Colonizing while migrating: how do individual enteric neural crest cells behave?
1 Department of Anatomy & Neuroscience, University of Melbourne, Melbourne 3010 VIC, Australia
2 School of Mathematical Sciences, Queensland University of Technology, GPO Box 2434, Brisbane 4001 QLD, Australia
3 RIKEN Center for Developmental Biology, Laboratory for Neuronal Differentiation and Regeneration, Kobe, Japan
4 Division of Neural Differentiation and Regeneration, Department of Physiology and Cell Biology, Graduate School of Medicine, Kobe University, Kobe 650-0017, Japan
BMC Biology 2014, 12:23 doi:10.1186/1741-7007-12-23Published: 26 March 2014
Directed cell migration is essential for normal development.

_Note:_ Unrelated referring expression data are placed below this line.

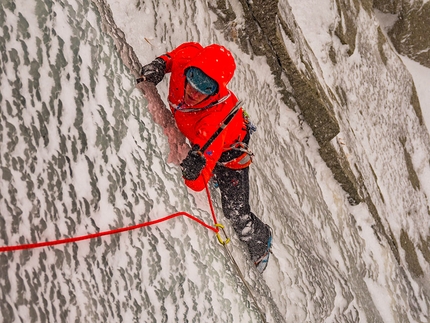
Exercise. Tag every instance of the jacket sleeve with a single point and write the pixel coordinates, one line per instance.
(212, 155)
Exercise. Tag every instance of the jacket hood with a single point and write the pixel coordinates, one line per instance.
(218, 63)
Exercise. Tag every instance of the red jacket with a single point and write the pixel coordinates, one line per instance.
(199, 122)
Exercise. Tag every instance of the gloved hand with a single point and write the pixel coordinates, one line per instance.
(193, 164)
(153, 72)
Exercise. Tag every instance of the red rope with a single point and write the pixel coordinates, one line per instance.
(110, 232)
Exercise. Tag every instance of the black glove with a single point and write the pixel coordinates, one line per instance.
(193, 164)
(153, 72)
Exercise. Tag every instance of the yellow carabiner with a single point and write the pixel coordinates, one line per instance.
(223, 242)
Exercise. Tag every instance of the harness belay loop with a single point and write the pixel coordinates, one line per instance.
(241, 161)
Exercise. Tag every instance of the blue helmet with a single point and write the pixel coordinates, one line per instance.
(200, 81)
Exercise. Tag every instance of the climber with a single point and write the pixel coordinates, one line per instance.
(201, 102)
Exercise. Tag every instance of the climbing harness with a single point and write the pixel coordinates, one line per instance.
(240, 162)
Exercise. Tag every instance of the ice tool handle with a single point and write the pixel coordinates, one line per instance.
(224, 124)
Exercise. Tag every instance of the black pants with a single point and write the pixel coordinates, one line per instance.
(234, 187)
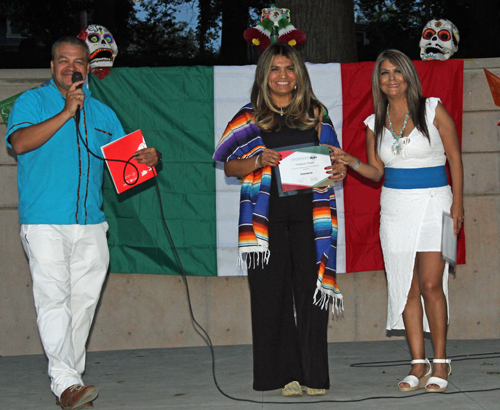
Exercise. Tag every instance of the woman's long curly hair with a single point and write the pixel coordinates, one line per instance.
(300, 111)
(414, 98)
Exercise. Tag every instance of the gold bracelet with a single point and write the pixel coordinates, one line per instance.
(257, 162)
(356, 166)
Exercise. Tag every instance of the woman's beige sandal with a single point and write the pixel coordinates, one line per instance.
(315, 392)
(415, 383)
(441, 384)
(292, 389)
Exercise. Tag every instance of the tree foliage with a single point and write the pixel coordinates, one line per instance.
(398, 24)
(158, 37)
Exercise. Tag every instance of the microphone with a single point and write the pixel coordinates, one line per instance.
(77, 76)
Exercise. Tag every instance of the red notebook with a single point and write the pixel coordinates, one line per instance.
(123, 148)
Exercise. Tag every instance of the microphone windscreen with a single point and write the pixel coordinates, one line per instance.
(77, 76)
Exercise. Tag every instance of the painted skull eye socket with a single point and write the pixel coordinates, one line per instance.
(428, 34)
(94, 37)
(444, 35)
(109, 38)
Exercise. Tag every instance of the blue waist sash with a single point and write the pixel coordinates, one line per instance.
(415, 178)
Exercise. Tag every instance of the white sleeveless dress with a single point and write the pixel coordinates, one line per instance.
(411, 219)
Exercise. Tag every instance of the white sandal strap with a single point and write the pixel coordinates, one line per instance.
(442, 383)
(444, 361)
(411, 380)
(441, 361)
(417, 361)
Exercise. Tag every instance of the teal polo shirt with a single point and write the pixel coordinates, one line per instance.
(60, 183)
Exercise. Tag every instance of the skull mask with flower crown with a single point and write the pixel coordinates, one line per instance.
(102, 45)
(439, 40)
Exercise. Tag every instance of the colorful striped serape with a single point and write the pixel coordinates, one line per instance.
(241, 140)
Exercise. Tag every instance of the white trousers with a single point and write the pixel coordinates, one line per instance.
(68, 265)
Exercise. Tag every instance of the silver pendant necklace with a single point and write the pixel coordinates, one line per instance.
(397, 146)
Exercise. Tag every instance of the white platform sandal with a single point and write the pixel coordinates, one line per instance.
(415, 383)
(441, 383)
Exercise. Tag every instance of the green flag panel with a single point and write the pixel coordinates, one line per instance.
(173, 106)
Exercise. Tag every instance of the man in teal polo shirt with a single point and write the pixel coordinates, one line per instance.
(63, 229)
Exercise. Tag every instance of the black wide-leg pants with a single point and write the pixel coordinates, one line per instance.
(285, 347)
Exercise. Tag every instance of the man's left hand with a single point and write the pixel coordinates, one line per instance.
(148, 156)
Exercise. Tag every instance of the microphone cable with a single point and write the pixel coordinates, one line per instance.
(208, 341)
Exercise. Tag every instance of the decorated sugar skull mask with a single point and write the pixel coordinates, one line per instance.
(439, 40)
(102, 46)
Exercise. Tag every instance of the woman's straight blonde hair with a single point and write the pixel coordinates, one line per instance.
(414, 98)
(300, 111)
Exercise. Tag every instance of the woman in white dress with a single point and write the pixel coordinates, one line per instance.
(409, 139)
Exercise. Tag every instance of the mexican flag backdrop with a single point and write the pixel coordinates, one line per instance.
(183, 111)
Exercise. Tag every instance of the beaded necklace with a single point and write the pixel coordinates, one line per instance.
(397, 148)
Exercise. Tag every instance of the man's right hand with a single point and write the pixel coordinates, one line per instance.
(74, 99)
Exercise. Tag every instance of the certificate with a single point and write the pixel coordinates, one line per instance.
(302, 167)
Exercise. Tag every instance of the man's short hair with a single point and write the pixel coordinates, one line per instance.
(73, 41)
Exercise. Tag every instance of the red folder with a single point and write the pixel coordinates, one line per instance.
(123, 148)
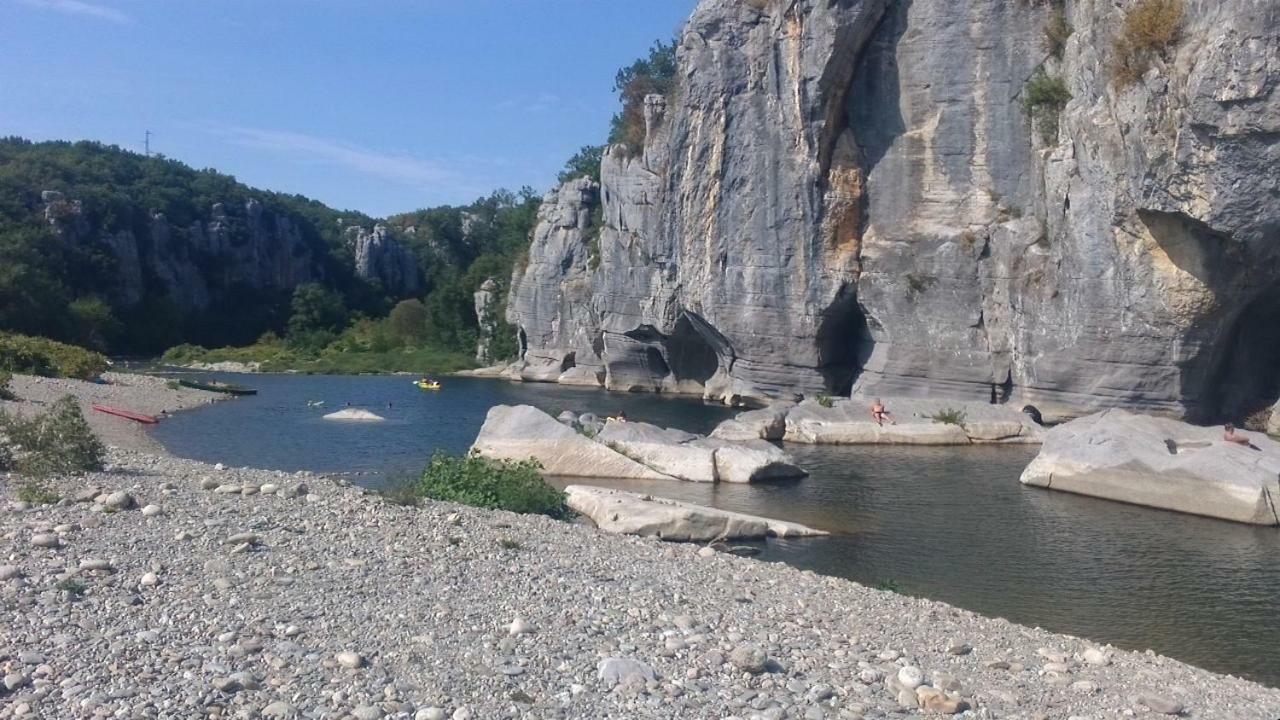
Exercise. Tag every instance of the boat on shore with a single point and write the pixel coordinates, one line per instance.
(218, 387)
(127, 414)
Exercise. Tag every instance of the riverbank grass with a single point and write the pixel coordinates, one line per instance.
(56, 442)
(480, 482)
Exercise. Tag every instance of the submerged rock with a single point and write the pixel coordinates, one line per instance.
(355, 415)
(626, 450)
(627, 513)
(522, 432)
(1161, 463)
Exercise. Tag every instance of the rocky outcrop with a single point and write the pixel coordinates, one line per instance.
(627, 513)
(485, 299)
(584, 447)
(1161, 463)
(522, 433)
(910, 422)
(352, 415)
(379, 258)
(196, 265)
(851, 196)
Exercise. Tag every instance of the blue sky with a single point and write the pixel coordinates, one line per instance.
(375, 105)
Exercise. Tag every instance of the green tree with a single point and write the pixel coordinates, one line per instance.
(654, 74)
(316, 309)
(408, 320)
(95, 324)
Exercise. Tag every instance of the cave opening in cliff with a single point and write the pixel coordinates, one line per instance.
(689, 354)
(1248, 373)
(844, 342)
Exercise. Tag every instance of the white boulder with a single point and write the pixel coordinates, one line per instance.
(766, 423)
(353, 415)
(626, 450)
(522, 432)
(627, 513)
(1161, 463)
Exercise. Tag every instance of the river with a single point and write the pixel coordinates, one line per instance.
(950, 524)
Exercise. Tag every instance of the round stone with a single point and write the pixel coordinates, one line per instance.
(910, 677)
(348, 659)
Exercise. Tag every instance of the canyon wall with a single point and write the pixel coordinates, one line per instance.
(850, 195)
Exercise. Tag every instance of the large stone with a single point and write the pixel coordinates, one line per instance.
(355, 415)
(1161, 463)
(767, 423)
(671, 452)
(522, 432)
(914, 422)
(382, 259)
(627, 513)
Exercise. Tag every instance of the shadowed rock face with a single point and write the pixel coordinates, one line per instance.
(234, 249)
(849, 195)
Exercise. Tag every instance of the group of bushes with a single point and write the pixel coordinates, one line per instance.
(480, 482)
(1151, 28)
(40, 356)
(58, 441)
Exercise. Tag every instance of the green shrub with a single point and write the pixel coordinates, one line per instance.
(37, 493)
(496, 484)
(401, 491)
(40, 356)
(73, 586)
(1043, 98)
(54, 442)
(949, 417)
(1151, 27)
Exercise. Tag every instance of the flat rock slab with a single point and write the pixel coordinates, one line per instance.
(524, 432)
(627, 513)
(1161, 463)
(627, 450)
(355, 417)
(849, 422)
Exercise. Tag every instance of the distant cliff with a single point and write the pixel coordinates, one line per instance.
(992, 199)
(163, 253)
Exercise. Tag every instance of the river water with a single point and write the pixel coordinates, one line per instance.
(950, 524)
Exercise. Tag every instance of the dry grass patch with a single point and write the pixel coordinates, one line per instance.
(1151, 28)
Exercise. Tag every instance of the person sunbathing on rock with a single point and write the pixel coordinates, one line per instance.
(880, 413)
(1229, 436)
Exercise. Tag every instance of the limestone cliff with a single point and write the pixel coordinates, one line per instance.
(382, 259)
(850, 195)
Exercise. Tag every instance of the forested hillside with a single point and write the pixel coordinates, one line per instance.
(129, 254)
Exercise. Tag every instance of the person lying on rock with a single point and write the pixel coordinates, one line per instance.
(1229, 436)
(880, 413)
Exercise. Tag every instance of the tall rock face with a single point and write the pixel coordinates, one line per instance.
(196, 265)
(850, 195)
(380, 259)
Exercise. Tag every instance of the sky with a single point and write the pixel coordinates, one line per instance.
(374, 105)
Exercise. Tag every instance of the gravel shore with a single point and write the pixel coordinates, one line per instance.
(140, 393)
(170, 588)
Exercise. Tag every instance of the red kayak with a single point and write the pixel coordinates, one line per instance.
(126, 414)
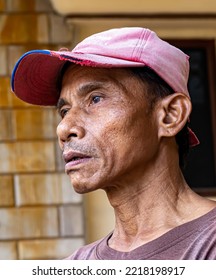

In most of the migratory cell populations that have been analyzed in detail to date, all of the cells migrate as a collective from one location to another. However, there are also migratory cell populations that must populate the areas through which they migrate, and thus some cells get left behind while others advance. Very little is known about how individual cells behave to achieve concomitant directional migration and population of the migratory route. We examined the behavior of enteric neural crest-derived cells (ENCCs), which must both advance caudally to reach the anal end and populate each gut region.
The behavior of individual ENCCs was examined using live imaging and mice in which ENCCs express a photoconvertible protein. We show that individual ENCCs exhibit very variable directionalities and speed; as the migratory wavefront of ENCCs advances caudally, each gut region is populated primarily by some ENCCs migrating non-directionally. After populating each region, ENCCs remain migratory for at least 24 hours. Endothelin receptor type B (EDNRB) signaling is known to be essential for the normal advance of the ENCC population. We now show that perturbation of EDNRB principally affects individual ENCC speed rather than directionality. The trajectories of solitary ENCCs, which occur transiently at the wavefront, were consistent with an unbiased random walk and so cell-cell contact is essential for directional migration. ENCCs migrate in close association with neurites. We showed that although ENCCs often use neurites as substrates, ENCCs lead the way, neurites are not required for chain formation and neurite growth is more directional than the migration of ENCCs as a whole.
Each gut region is initially populated by sub-populations of ENCCs migrating non-directionally, rather than stopping. This might provide a mechanism for ensuring a uniform density of ENCCs along the growing gut.